We also need to adopt a more nuanced term than ‘Cold War’ in the current context, he says. A better way of looking at the current global climate is understanding how countries cooperate, compete, participate in contestation, coerce and conflict.
“We cooperate on a range of issues internationally with China and Russia and other countries with whom we’re in conflict in some respects,” Blaxland says. “We cooperate on internet protocols, international communication standards, procedures and protocols.”
He says there are many areas in which countries compete, contest territory, coerce other nations and engage in conflict. Each factor needs to be carefully thought about rather than assessed through past simplistic narratives. “There is limited utility in harking back to the Cold War model when we’re thinking about problem-solving for the present and the future, particularly in the digital domain,” he says.

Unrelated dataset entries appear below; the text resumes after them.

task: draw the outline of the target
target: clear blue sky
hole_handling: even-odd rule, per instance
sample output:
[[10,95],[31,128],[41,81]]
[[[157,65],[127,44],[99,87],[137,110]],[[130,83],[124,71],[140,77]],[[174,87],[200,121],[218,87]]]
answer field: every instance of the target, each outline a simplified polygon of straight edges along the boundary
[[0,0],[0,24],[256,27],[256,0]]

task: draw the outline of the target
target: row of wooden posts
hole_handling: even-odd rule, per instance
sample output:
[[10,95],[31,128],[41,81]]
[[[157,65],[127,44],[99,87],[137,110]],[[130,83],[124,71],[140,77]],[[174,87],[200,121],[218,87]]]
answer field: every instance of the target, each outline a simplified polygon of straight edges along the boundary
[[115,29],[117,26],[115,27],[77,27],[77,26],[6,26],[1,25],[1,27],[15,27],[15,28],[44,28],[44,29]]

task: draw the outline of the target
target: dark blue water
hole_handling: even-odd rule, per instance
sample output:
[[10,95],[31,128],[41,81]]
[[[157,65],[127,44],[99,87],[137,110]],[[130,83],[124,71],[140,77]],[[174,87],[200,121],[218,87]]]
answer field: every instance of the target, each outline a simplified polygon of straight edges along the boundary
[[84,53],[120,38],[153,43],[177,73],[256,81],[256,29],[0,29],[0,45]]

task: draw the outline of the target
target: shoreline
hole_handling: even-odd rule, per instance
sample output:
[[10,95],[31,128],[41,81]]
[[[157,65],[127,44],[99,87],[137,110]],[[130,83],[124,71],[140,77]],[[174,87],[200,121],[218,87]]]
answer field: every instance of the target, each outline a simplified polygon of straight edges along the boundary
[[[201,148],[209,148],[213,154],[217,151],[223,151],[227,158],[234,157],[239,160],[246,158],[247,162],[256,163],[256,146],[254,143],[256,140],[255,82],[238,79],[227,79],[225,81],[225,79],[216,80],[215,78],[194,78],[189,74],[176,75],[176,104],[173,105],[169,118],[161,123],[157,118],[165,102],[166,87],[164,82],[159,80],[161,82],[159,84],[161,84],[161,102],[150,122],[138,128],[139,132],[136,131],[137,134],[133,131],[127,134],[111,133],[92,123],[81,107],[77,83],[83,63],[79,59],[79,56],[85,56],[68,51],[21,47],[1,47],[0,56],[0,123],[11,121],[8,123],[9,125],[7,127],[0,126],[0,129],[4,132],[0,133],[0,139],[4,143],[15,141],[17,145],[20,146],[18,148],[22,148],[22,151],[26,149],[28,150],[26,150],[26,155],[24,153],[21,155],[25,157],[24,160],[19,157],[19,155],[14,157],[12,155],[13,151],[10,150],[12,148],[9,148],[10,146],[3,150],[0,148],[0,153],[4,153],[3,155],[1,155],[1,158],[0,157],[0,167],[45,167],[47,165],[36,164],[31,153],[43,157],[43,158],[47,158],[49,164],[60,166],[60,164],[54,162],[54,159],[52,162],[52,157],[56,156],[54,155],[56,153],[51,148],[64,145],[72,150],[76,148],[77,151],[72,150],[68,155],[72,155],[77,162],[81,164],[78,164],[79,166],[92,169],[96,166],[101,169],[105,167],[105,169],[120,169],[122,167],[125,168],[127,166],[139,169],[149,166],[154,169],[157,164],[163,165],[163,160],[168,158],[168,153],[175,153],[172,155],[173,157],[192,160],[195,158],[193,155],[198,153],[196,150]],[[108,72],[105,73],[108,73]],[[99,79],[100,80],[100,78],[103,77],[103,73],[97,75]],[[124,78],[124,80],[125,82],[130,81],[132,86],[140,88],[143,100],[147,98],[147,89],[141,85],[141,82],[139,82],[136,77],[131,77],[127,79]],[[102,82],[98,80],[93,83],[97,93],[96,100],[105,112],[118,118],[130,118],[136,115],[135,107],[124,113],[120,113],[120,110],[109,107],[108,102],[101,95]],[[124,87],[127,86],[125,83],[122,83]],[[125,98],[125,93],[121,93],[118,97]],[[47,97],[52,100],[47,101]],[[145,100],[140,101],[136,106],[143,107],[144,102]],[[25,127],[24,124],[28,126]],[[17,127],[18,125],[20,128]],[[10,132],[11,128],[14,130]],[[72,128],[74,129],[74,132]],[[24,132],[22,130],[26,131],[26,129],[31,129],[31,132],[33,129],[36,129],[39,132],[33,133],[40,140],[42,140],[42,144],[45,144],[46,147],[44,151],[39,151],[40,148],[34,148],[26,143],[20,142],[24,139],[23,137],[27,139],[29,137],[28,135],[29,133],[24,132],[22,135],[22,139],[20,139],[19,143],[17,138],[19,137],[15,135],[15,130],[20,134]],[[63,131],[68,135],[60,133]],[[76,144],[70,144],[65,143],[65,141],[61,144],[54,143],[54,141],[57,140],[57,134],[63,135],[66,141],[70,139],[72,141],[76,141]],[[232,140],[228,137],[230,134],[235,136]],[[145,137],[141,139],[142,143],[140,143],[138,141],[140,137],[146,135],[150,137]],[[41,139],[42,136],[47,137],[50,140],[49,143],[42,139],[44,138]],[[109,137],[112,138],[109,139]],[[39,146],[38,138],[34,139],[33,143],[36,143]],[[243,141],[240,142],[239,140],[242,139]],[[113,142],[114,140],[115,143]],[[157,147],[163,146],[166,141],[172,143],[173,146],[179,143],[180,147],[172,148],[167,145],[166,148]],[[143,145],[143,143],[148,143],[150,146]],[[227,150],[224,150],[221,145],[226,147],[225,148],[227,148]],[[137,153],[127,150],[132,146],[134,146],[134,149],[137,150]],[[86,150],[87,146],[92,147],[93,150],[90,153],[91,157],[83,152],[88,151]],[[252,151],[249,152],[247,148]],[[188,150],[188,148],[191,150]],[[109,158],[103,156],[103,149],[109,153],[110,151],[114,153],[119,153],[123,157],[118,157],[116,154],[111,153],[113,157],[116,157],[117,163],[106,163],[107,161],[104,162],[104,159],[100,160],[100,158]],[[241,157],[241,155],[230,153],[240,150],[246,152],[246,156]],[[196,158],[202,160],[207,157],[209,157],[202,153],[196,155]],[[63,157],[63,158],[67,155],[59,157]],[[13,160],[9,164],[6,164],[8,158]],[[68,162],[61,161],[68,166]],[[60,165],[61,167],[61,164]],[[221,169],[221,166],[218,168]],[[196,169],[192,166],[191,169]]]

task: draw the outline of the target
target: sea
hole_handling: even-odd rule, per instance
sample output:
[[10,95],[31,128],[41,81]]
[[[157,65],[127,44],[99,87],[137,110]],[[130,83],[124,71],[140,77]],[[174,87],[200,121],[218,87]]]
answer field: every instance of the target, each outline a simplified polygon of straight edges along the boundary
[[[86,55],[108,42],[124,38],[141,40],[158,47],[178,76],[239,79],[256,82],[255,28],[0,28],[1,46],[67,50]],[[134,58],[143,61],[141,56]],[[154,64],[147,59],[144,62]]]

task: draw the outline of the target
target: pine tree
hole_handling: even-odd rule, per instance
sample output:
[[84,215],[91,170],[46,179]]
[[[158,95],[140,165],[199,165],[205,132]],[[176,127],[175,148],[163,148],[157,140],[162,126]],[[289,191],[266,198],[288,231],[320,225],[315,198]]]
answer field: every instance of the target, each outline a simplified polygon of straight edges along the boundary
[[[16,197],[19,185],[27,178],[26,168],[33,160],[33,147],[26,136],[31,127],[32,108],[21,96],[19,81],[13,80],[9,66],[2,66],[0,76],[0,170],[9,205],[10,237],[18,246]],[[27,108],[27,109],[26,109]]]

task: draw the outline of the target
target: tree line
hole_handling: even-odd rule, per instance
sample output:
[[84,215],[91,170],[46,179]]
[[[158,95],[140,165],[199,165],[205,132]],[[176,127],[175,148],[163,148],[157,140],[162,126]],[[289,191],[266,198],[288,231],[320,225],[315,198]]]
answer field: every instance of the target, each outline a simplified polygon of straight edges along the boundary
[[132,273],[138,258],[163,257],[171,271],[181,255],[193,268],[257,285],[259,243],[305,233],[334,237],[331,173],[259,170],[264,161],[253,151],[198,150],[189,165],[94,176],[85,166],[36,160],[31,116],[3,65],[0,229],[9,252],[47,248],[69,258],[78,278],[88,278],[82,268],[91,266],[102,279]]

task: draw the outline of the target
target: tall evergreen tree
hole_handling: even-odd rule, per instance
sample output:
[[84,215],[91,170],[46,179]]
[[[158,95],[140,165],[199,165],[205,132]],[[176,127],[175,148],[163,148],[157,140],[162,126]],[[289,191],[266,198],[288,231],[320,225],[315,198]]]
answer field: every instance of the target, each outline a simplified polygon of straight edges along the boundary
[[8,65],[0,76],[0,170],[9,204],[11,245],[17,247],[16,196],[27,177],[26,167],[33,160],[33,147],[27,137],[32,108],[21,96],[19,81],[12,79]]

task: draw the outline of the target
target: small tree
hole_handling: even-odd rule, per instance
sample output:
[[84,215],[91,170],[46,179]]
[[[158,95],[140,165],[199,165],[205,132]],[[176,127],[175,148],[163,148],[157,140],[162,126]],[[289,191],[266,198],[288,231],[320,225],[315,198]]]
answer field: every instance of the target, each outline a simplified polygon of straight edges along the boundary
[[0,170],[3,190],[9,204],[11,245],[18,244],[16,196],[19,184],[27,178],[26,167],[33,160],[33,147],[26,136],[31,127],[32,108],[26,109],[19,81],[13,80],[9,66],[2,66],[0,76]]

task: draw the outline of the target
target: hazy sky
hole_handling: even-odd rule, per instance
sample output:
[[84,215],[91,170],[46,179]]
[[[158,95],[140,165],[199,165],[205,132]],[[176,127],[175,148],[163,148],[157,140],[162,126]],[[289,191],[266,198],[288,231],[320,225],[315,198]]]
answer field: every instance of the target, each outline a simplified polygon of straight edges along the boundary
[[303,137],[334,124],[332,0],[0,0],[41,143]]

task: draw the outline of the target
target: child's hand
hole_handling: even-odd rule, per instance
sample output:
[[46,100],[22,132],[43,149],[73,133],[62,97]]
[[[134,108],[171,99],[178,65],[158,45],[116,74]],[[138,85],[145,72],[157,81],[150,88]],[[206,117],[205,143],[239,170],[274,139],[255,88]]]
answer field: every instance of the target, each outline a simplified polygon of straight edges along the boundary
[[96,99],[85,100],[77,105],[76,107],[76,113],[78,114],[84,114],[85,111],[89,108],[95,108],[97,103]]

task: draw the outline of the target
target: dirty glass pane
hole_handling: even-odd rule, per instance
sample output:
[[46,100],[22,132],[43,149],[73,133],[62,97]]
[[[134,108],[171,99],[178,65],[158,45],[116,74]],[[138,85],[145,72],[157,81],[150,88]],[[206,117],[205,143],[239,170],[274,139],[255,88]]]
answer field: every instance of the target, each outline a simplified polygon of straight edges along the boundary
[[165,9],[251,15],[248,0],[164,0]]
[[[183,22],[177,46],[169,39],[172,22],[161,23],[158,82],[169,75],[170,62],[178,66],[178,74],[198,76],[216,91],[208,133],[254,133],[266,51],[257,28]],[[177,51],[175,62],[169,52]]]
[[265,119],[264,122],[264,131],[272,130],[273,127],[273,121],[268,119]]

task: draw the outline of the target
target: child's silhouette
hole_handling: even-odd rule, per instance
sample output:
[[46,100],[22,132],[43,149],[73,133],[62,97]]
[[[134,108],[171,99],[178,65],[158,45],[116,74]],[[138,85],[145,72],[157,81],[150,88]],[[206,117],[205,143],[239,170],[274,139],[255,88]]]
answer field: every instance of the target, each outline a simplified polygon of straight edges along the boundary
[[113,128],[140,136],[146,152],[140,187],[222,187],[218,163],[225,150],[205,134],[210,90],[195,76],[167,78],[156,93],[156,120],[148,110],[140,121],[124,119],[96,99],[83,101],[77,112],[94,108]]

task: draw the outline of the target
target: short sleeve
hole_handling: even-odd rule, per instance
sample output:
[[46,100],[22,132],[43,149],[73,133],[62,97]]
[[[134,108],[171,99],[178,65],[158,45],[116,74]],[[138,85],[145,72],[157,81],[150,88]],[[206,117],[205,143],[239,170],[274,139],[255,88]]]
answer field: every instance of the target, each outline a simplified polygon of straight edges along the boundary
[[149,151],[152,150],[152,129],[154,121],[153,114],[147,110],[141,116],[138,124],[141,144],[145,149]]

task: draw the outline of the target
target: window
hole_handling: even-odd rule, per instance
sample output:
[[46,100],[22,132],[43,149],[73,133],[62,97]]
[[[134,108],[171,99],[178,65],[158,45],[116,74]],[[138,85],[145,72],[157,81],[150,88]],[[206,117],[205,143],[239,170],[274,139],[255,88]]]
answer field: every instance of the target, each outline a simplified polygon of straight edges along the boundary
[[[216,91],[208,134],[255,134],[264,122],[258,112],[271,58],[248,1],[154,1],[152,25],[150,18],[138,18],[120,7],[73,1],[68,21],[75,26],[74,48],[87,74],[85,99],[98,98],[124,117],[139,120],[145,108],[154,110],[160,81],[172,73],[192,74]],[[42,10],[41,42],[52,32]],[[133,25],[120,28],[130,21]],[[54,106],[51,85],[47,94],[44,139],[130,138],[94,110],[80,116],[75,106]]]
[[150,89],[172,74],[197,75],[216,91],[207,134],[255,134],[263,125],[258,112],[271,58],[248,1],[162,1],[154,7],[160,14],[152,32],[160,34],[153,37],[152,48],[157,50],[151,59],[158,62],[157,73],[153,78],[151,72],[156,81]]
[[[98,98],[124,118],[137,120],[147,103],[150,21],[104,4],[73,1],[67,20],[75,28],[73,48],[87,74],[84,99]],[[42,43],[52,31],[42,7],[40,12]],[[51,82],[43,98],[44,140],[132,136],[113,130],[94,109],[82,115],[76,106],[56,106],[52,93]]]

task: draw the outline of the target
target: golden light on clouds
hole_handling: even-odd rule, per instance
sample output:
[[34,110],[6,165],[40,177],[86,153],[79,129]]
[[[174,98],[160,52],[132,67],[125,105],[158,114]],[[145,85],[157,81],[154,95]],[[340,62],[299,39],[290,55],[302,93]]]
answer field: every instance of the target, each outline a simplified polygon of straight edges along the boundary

Using social media to influence and attack
Attempts by state-based actors to pick digital locks and enter national government infrastructure and corporate systems are one way to disrupt another jurisdiction. A more visible approach is the way certain countries use web-based platforms to launch political attacks.
The Oxford Internet Institute has looked at the overt way China uses online platforms to attack countries as a part of its ‘wolf warrior’ approach to international affairs. It reviewed Twitter and Facebook posts published between June 2020 and February 2021 and found Chinese diplomats tweeted 201,382 times over nine months – an average of 778 tweets each day.
Tweets from this diplomatic cohort received almost 7 million likes, a million comments and approximately 1.3 million retweets. Chinese diplomats posted 34,041 times on Facebook during the same period.
Ten state-controlled media outlets were also monitored for this study, and they managed about 176 accounts on Twitter and Facebook.
Researchers also found that accounts used by Chinese diplomats or state-controlled media aren’t labelled consistently. “Many social networking firms have introduced transparency labelling for foreign government officials and state-controlled media organisations. Yet, we find that these labels are used inconsistently,” the report says. “For example, on Twitter, only 14% of PRC diplomat Twitter accounts are labelled as government-affiliated.”
More than one in 10 retweets of Twitter posts by Chinese diplomats were carried out by accounts that were later suspended, the researchers found.
US-based think tank RAND Corporation published a report in July 2021 that outlined the tactics used by China to develop its use of disinformation on social media for military purposes. Key recommendations include raising awareness of how countries such as China use social media disinformation and for the US Air Force to incorporate adversary social media disinformation in wargaming.
There are circumstances where foreign countries seek to insert themselves into domestic debates. An example is the intervention of China and Russia in the QAnon conspiracy discourse in the US.
A study published in April 2021 by The Soufan Center and content analysis firm Limbik found that China, Russia, Saudi Arabia and Iran sought to participate in internal American debates as a way of widening the rifts between different political and social movements. There were 166,820 Facebook posts analysed as a part of this study, and an average of 19% of the posts originated from jurisdictions other than the US.
Russia is usually considered the most likely state actor to use online tools to stoke disquiet in other jurisdictions. Analysis of posts from 2020 showed Russia accounted for 44% of posts from a foreign player while 42% were traced to China. Iran pushed out 13 per cent of those posts traced to foreign parties and 1% came from Saudi Arabia. The Soufan-Limbik team gathered evidence that showed China had begun to gain ground and was more prolific than Russia in the latter part of 2020.
The Soufan Center recommended that the social media platforms review their de-platforming policies, given the evidence that state-based actors are more involved in seeking to influence the political climate in other countries.